During those initial hours, we could not have imagined that we and all of the other news reporters arriving from Spokane, Seattle, Boston, New York, Canada, and elsewhere would remain for nine days and nights amid such suspense and, at times, frightening drama.

It quickly became apparent that much of the world's attention was suddenly focused on this small corner of North Idaho. Many of the hours spent at the now famous roadblock were very tense and, as the days wore on, draining. 

Our crews had to overcome significant technological challenges to bring the story live to viewers.  It took us several days to locate a mountain vantage point for a potential view of the Weaver cabin. We rented a special extreme telephoto lense once a decent site was located and pooled our video with other stations, leading to the only video of the cabin during the standoff.

The angry dissent voiced by some of the protesters there has been repeated at various times elsewhere, but Ruby Ridge remains a historic moment in our nation's history.
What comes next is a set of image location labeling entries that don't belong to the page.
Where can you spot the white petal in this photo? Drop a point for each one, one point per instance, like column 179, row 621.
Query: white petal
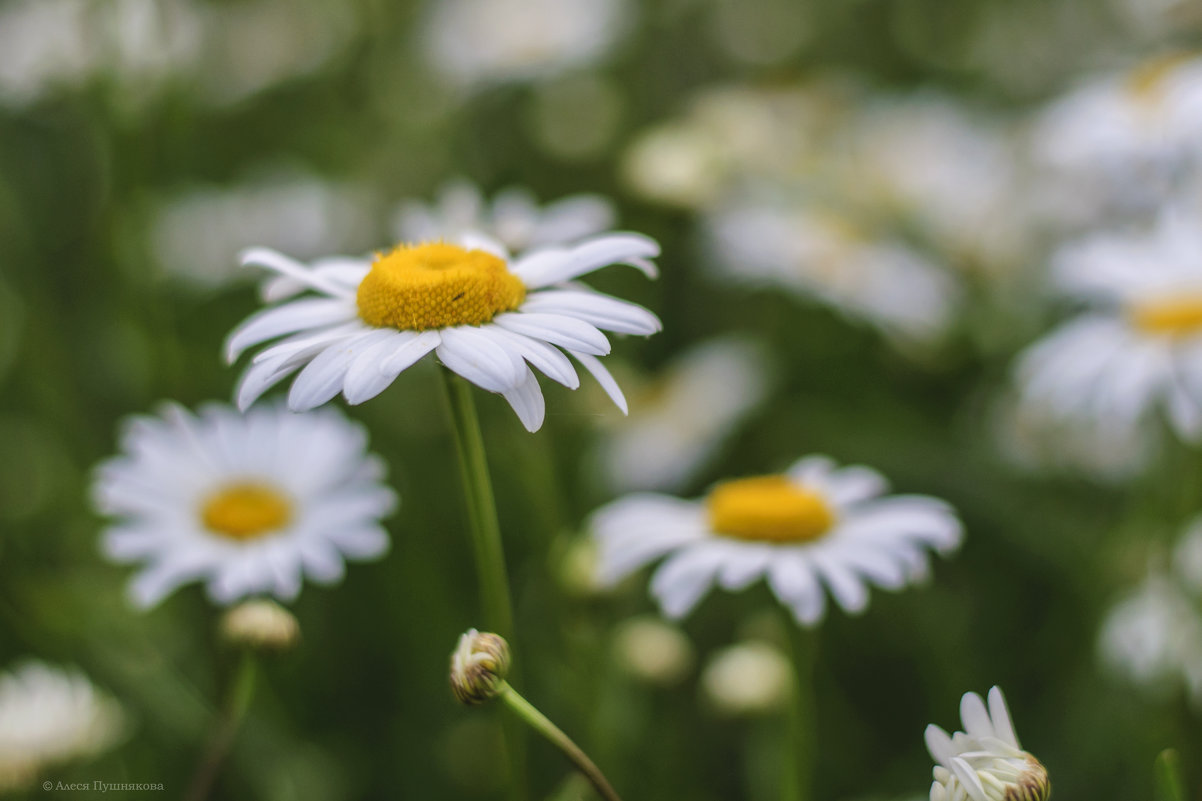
column 290, row 318
column 481, row 359
column 295, row 270
column 527, row 401
column 547, row 359
column 1000, row 716
column 604, row 378
column 555, row 328
column 606, row 313
column 557, row 265
column 684, row 579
I remain very proud of the collective work of journalists at the scene, amid significant danger, to bring this story to the Inland Northwest, the nation, and the world.

John Allison was a reporter for KXLY 4 News in the 1990s and covered many major stories of that time period, from Ruby Ridge to Ice Storm, Fire Storm and the mass shootings at Fairchild Air Force Base. Allison launched a second career as an attorney and is co-founder of the law firm of Eymann, Allison, Hunter, Jones in Spokane, Wash.